“Um mundo cheio de pessoas ignorantes é um lugar perigoso demais para se viver.” A frase é do delicioso Nascida Ontem (1950), de George Cukor, que eu assisti agora com uns 70 anos de atraso, e soa especialmente atual em 2021 – o ano em que a ignorância tomou a forma de negacionismo e a desinformação tornou-se um negócio lucrativo.
O filme conta a história de uma prototípica loira-burra, Billie Dawn, interpretada pela talentosa – e nada burra – Judy Holliday, que ganhou o Oscar daquele ano disputando a estatueta com Anne Baxter e Bette Davis (A Malvada) e Gloria Swanson (Crepúsculo dos Deuses). Ex-corista, Billie é amante de um magnata inescrupuloso e arrogante, acostumado a falar grosso e a ser paparicado. Constrangido com as constantes gafes da namorada – mas nunca com as próprias, evidentemente – o ricaço decide contratar um jornalista que cobre política em Washington, Paul Verrall (William Holden), para dar um lustro na falta de modos da moça.
Sim, Paul e Billie acabam se apaixonando, mas, antes do previsível final romântico e em meio às muitas situações cômicas em que os personagens se envolvem, o filme também fala sobre assuntos sérios. Como muitos títulos que o cinema americano produziu nas décadas de 1940 e 1950, Nascida Ontem é uma trama moral.
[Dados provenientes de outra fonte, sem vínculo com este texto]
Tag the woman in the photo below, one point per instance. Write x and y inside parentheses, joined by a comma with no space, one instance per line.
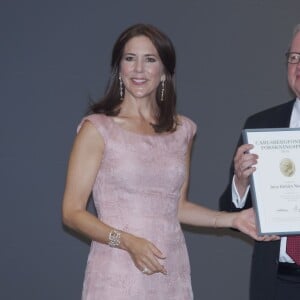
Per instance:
(133,152)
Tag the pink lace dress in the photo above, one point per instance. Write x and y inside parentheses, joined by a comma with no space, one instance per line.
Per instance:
(137,190)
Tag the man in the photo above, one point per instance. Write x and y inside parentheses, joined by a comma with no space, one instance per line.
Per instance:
(274,274)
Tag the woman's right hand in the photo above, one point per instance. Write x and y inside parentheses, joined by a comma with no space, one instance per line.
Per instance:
(144,254)
(243,167)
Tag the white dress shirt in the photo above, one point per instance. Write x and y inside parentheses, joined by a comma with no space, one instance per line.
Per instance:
(240,202)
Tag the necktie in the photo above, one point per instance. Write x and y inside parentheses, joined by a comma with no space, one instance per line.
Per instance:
(293,248)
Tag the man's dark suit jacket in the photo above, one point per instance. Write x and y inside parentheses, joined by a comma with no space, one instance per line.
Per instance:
(265,254)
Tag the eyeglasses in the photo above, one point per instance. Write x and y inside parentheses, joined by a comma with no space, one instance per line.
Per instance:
(293,57)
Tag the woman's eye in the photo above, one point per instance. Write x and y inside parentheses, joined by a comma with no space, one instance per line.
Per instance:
(129,58)
(150,59)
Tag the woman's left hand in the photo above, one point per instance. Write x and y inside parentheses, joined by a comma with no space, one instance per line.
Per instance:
(245,221)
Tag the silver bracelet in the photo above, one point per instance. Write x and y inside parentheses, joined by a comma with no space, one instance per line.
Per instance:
(114,238)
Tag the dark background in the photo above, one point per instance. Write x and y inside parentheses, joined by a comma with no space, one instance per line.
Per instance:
(55,54)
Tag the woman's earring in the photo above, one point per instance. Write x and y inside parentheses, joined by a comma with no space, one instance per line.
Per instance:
(162,93)
(121,88)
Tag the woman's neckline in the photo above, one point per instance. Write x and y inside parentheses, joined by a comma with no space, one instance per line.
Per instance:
(154,135)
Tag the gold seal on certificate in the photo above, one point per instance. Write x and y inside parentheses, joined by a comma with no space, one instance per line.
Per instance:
(275,184)
(287,167)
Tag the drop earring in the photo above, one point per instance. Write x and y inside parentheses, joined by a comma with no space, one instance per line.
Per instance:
(162,93)
(121,88)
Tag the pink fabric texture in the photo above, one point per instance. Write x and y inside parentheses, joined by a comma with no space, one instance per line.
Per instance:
(137,190)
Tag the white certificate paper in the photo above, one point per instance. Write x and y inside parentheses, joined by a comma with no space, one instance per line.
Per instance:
(275,185)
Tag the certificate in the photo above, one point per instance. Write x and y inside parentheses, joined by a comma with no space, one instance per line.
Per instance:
(275,184)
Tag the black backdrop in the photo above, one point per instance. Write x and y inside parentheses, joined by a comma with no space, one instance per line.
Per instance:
(55,54)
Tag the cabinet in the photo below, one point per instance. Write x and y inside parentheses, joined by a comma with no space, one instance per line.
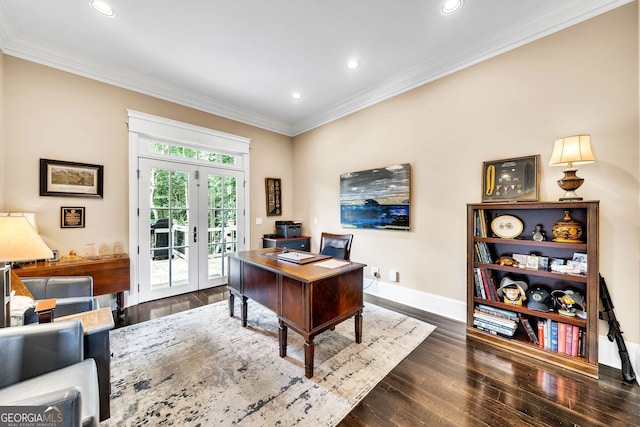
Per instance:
(579,352)
(302,243)
(5,287)
(110,275)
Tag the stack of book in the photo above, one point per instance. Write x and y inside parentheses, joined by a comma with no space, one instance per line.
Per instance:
(480,223)
(485,284)
(495,321)
(561,337)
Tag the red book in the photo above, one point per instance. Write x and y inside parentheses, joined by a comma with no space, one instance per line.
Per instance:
(541,333)
(569,344)
(485,282)
(562,337)
(575,341)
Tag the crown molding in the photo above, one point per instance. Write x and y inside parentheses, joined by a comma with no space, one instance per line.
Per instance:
(566,14)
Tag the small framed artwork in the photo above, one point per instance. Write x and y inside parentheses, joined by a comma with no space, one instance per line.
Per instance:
(533,262)
(273,193)
(71,179)
(511,179)
(71,217)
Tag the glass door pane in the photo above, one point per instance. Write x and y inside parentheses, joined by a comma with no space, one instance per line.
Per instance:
(222,222)
(167,263)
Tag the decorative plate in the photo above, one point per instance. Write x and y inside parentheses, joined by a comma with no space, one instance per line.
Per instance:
(507,226)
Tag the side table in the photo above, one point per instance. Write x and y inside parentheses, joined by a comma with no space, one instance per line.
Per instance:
(96,324)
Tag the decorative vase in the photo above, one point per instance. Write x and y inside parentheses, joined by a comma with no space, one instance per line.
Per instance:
(567,230)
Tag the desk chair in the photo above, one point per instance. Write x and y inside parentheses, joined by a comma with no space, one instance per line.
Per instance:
(336,245)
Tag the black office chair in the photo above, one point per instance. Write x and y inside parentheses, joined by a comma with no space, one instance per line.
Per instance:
(336,245)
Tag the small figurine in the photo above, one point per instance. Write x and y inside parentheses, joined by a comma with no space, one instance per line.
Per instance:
(507,260)
(538,234)
(513,291)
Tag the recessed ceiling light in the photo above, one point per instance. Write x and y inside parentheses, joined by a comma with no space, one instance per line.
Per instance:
(103,8)
(352,64)
(451,6)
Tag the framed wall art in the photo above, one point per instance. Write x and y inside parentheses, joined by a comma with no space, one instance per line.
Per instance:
(71,217)
(511,179)
(273,190)
(376,198)
(71,179)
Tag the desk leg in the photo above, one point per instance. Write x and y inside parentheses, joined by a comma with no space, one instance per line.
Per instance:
(98,348)
(243,315)
(120,305)
(308,357)
(232,301)
(282,339)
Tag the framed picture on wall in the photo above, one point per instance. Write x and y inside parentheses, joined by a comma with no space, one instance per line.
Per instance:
(71,179)
(511,179)
(71,217)
(273,190)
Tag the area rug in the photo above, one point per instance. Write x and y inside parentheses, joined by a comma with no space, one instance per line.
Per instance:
(201,368)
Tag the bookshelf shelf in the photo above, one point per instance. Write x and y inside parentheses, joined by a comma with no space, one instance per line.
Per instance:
(577,352)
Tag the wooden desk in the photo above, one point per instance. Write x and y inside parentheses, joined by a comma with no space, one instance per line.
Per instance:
(110,275)
(306,298)
(96,325)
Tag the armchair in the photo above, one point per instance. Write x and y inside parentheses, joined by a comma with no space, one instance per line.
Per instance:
(74,294)
(336,245)
(42,365)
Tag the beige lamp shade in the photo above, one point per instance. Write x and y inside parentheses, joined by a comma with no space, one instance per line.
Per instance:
(572,150)
(20,242)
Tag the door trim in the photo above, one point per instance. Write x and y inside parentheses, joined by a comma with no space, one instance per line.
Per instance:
(143,125)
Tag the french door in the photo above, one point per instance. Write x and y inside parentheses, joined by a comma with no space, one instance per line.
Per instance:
(190,217)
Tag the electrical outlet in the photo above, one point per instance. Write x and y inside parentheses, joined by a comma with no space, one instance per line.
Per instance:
(393,276)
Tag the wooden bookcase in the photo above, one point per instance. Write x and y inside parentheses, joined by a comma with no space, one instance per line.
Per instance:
(532,214)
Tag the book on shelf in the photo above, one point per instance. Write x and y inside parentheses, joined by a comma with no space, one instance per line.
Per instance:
(477,277)
(489,322)
(486,284)
(562,337)
(541,336)
(554,336)
(497,312)
(528,329)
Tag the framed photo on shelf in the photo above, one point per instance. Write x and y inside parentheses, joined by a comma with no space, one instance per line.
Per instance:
(511,179)
(273,194)
(71,179)
(71,217)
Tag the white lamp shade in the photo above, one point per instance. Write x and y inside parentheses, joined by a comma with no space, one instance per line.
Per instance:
(20,242)
(572,150)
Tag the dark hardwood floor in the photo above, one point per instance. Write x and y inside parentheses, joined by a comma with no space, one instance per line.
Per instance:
(451,381)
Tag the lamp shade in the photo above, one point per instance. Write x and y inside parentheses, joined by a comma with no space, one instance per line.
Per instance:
(572,150)
(20,242)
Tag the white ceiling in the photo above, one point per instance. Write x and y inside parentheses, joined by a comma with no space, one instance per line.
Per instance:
(242,59)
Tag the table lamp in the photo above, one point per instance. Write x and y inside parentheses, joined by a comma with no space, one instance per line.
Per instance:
(19,241)
(570,151)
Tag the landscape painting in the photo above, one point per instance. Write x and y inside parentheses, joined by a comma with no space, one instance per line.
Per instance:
(376,198)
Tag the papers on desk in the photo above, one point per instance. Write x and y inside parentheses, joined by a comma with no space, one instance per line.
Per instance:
(332,263)
(293,256)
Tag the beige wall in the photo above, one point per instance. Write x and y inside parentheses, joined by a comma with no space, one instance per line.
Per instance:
(581,80)
(56,115)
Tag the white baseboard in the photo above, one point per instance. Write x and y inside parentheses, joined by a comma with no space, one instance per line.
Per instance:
(445,307)
(455,309)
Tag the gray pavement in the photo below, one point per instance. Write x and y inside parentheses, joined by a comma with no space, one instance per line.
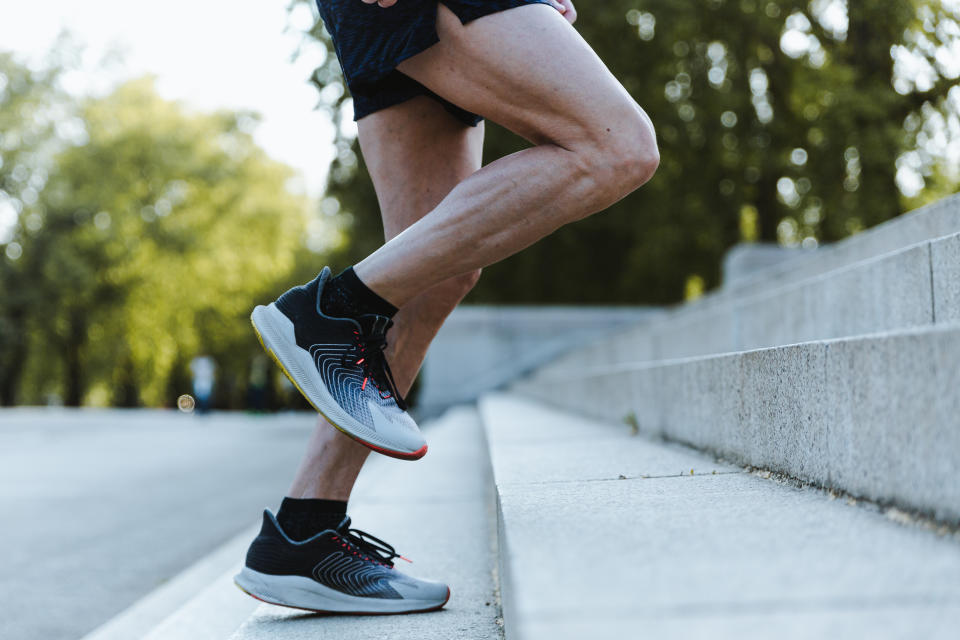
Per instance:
(101,507)
(606,535)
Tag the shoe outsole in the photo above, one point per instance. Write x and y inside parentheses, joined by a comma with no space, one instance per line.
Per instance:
(400,455)
(349,613)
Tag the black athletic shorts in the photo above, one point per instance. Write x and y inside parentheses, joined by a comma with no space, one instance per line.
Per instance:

Nesse tipo de filme, não se trata apenas de contar uma boa história, dramática ou divertida, mas de reforçar determinados valores que a sociedade americana considera importantes – nesse caso, educação e cultura. Lendo, indo a museus e teatros e estudando um pouco de História, Billie logo se dá conta de que o mundo é muito maior e mais interessante do que a gaiola de ouro em que estava trancada. Sem ler Francis Bacon, entende, na prática, o que o filósofo inglês do século 16 quis dizer com a frase “conhecimento é poder”.
Outro valor celebrado no filme, como não poderia deixar de ser, é a democracia americana. Quando a mocinha percebe que o amante está acostumado a comprar o apoio de políticos corruptos em Washington, Billie une-se ao novo namorado para desmontar o esquema. A democracia, diz um dos personagens a certa altura, é um sistema quase perfeito, mas sempre aparece um espertalhão (ou muitos) tentando tirar proveito de suas falhas. Se o sistema funciona bem, os erros são corrigidos. Mas se os espertalhões são a maioria, já não é mais democracia – pelo menos nos filmes americanos dos anos 1950.